VLVL2 (9) Opening line +
Paul Nightingale
isread at btopenworld.com
Mon Nov 10 03:13:48 CST 2003
>From Tim:
>>The way in which DL delivers the remark, however ("DL's voice finding some
agitated soprano level"), suggests that it rises in pitch toward the end of
the four words, thus being asked as a question. Is it possible to do this
without the remark *sounding* like a question?<<
DL repeats (and transforms) the question Prairie asked. She then describes
the narrative connections between herself and Takeshi, Ralph and Brock Vond,
scene-setting that, in narrative terms, should be juxtaposed to the way
earlier chapters have opened. She begins by not answering the question,
although clearly the story she tells is the only way of adequately doing so.
Of course, one of the great drawbacks of taking characters out of the
narrative, treating the text as a series of clues that can be picked up to
reassemble an autonomous character (aka the 'real person'), is that
characters don't exist outside of the narrative, not just what is written,
but also how. Hence, "DL's voice finding some agitated soprano level" is but
another example of temporising; which in the way I've read it previously (ie
not ignoring the term's ambiguity) is the key to storytelling here. What is
told can only be told in the way it's told.
The opening question-that-isn't (?) is followed by one that is, a question
of agency. Ralph is an object of DL's gaze, "some kind of groupie. She'd
noticed him, among the spectators". In this version, DL's, the performer is
idealised and, consequently, empowered.
However, this is only because she is an object of his gaze: "Ralph never
thought of the look on his face as the helpless stare of an older man
through a schoolyard fence, but more as the alert beaming of a
micromanager." Hence, "the time he'd invested had yielded him a file he knew
he'd make use of one day ..." (132). Ralph approaches her in the coffee
shop, "looming over her food and glaring at it".
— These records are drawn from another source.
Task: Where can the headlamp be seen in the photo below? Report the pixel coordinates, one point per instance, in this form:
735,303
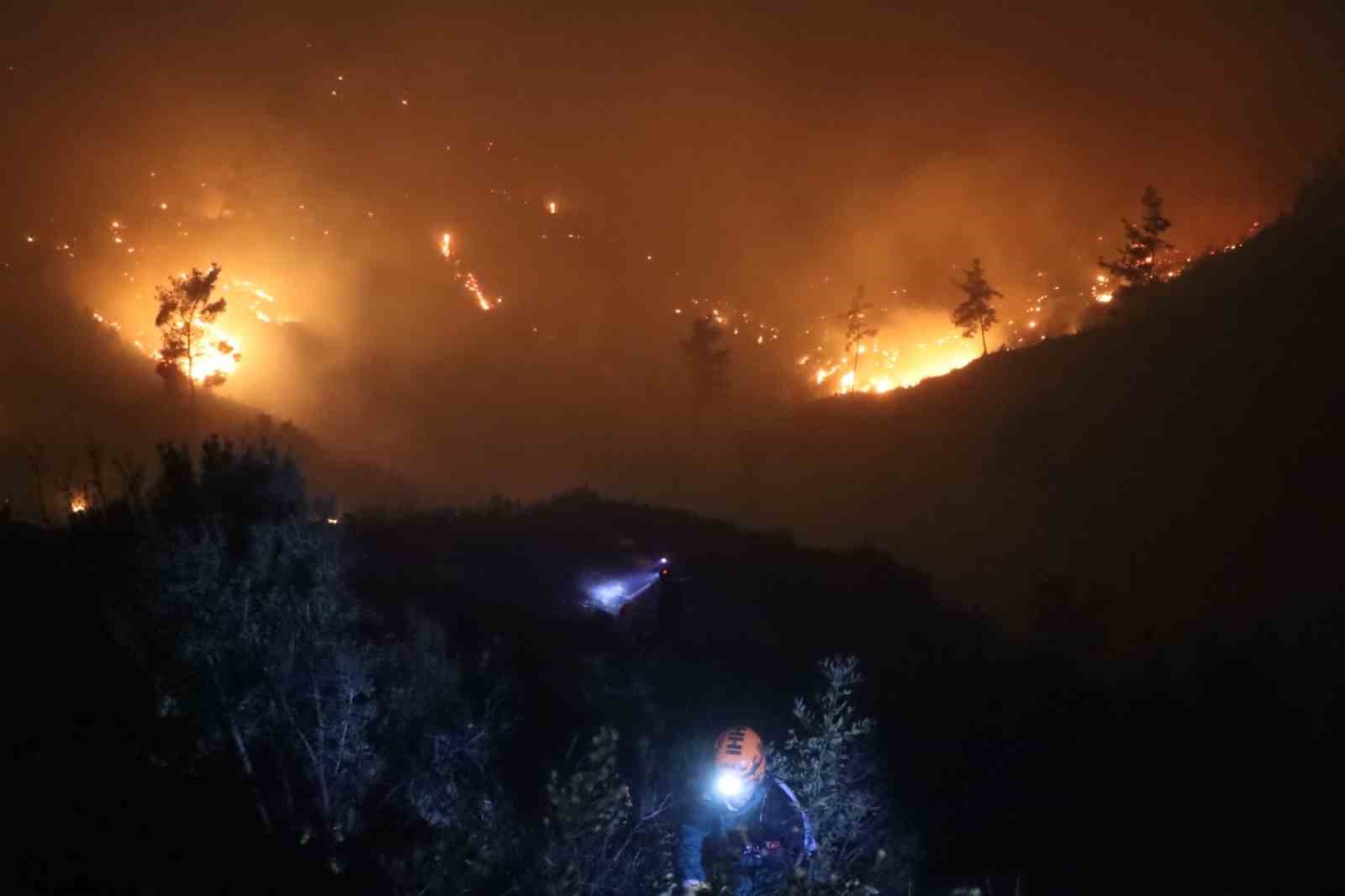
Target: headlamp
730,783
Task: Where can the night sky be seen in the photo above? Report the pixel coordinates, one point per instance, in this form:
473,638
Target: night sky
757,161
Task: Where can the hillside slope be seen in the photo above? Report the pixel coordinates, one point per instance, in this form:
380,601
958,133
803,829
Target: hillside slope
1172,459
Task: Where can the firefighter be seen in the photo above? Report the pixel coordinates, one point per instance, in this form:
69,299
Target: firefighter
744,821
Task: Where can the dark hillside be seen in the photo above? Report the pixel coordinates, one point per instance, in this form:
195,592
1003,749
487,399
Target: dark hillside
1168,461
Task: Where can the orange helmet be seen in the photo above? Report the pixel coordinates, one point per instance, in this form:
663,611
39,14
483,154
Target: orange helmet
739,750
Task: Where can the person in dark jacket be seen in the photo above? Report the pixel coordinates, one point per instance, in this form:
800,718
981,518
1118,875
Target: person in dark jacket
744,821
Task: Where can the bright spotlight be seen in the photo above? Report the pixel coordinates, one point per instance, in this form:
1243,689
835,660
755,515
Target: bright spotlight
730,784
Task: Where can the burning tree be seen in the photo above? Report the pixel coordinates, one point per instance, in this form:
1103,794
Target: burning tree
975,313
857,329
708,363
1137,260
187,336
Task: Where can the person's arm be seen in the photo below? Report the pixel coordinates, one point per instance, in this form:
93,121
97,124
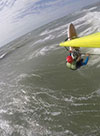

His passive gaze through the fence (as just another groupie) is replaced by
a rather more active gaze, deflected from DL to the "rubber scampi" (in
Tim's "sophomoric joke").
Furthermore, the first dialogue exchange in the chapter has Ralph asking:
"How can you eat that?" To which DL responds: "Just what I ask myself." This
of course is what has happened when she repeats Prairie's question by asking
herself how she met Takeshi.
When he finds her, "she had been staring dejectedly, apparently for some
time" at the food. This is a low of sorts; and the performer has been
disempowered by a mismatch between skills and income (even if Ralph's offer
will remind us that the exchange-value of any skill is a quite arbitrary
arrangement).
Anyway, one infers that DL's meals aren't a source of great pleasure; but
that "apparently" belongs to Ralph. Hence DL's dejection confirms his
mastery of the scene. DL temporises: "She promised to give him her decision
at dinner the next evening" (132), a meal that is postponed until the blind
date, orchids and champagne, sex and steaks (137-140). At which time she
notes that she has been bought "for the sticker price of a Lamborghini plus
options. How could a girl not be impressed?"
Another question-that-isn't. After all, reminding herself of the offer she
declined previously, "as lagniappe she'd get the chance to ice detestable
Brock Vond once and for all" (139).
A fine word, "lagniappe"; and delightfully ironic in context.